A small off faraway island in the Nordic regions has recently become a popular destination for travel and adventure, and for good reason. The entire island is essentially a national park. With sprawling fields of grass and ice, waterfalls nearly everywhere you look splashing onto soft moss, and ponies alongside the road, it is easy to understand the draw. The entire country only has one city called Reykjavik, and most of the population congregates there, of which is filled with friendly and interesting people. Let’s dive into the culture of the original and special place called Iceland.

Many Icelandic People Believe In Elves

There are between 30-40% of the Iceland population who believe in the existence of elves. Elven Icelandic folklore is a rich part of the culture, with stories about “Huldufolk” which means “hidden people.”
They are supposedly hiding in the lava fields. There is a famous place in Iceland called Reynisfjara. Along the coastline there are tall and oddly shaped rock pillars jutting out of the Atlantic ocean. This is supposedly petrified trolls who were turned to stone when they were exposed to the sunrise.

Iceland Is One Of The Oldest Democracies On Earth

We often learn about ancient democracies stemming from the Greeks and Romans, but did you know about Iceland? Most people don’t, and yet Iceland still has the oldest parliament to this very day. It was in a place called Pingvellir where the Icelandic chiefs met in the year 930 CE to create the first parliament.

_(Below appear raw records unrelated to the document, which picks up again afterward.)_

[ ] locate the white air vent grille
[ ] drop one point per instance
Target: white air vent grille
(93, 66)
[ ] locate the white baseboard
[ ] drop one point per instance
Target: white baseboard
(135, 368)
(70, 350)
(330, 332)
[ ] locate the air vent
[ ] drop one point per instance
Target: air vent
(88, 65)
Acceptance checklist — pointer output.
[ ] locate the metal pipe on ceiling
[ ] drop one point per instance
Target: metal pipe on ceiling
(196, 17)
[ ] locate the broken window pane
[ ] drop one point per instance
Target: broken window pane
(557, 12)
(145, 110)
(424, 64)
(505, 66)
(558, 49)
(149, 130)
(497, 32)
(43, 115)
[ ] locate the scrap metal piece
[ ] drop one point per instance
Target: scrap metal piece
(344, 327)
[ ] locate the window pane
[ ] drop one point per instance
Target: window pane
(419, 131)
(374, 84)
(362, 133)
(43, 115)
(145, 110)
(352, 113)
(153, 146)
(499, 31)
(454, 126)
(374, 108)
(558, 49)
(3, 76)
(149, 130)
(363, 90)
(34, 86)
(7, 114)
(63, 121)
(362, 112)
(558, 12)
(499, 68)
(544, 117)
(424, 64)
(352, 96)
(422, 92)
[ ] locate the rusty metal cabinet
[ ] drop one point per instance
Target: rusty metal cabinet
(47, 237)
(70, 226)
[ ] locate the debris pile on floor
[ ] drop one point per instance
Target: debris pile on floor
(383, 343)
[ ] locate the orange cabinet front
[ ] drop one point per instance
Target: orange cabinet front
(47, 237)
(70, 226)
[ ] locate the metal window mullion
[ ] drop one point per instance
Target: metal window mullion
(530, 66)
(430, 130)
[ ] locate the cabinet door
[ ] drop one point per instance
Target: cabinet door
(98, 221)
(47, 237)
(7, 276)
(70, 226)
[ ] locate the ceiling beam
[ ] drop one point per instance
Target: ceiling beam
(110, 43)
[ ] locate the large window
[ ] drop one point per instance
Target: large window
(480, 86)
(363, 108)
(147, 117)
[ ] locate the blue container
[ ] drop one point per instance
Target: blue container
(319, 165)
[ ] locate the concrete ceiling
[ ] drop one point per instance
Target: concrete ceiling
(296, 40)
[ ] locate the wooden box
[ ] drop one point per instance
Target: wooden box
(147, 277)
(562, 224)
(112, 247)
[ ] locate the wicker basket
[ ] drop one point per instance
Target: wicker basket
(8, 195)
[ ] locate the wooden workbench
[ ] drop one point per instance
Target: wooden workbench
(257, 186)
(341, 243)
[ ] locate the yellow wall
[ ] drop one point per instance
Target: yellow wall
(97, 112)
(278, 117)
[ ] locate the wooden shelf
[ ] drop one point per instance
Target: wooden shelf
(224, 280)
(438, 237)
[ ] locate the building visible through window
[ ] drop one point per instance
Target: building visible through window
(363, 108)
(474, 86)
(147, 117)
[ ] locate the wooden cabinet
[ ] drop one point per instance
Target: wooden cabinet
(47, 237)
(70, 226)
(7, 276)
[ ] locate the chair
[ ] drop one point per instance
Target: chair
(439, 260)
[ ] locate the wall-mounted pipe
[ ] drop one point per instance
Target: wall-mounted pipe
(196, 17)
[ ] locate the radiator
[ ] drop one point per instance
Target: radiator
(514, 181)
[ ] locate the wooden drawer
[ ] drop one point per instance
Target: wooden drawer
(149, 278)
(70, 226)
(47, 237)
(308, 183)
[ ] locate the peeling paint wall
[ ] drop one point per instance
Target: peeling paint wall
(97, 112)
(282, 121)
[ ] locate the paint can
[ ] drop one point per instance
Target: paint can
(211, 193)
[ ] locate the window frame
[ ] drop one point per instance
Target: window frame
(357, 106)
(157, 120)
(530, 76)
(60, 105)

These chiefs and their successors from then on meet at Pingvellir every year to create laws and discuss important issues. They did go through a period of change which included an abolition of the practice in 1800, but it was reinstated in 1845 and continues to this day!

Their Language Is Accommodating and Has a Cool History

The Icelandic language is a real tongue twister for those who are not used to speaking it. But fear not! Icelandic people also learn English alongside it to make it easier for travelers to communicate with and get by. If language reveals something about a culture, this is very telling of the Icelandic way.

Their language looks a lot like Old Norse, the language of the Viking’s. In fact, Iceland’s language is so similar to Old Norse that Icelandic people are able to read the ancient texts written in Old Norse. And a last cool fact about this extraordinary language is how they interpret their weather. They have over 100 words to talk about wind!

Icelanders Love Books

For years, Iceland was publishing more books per capita than anywhere else in the world. This shows a great cultural interest in storytelling and the act of reading. They even consider Christmas Eve a gift-giving holiday, of which they call Jolabokflod. Their love of language and storytelling really comes through in where they place their values in gifts. Halldor Laxness is Iceland’s Nobel Prize winner for, you guessed it, literature.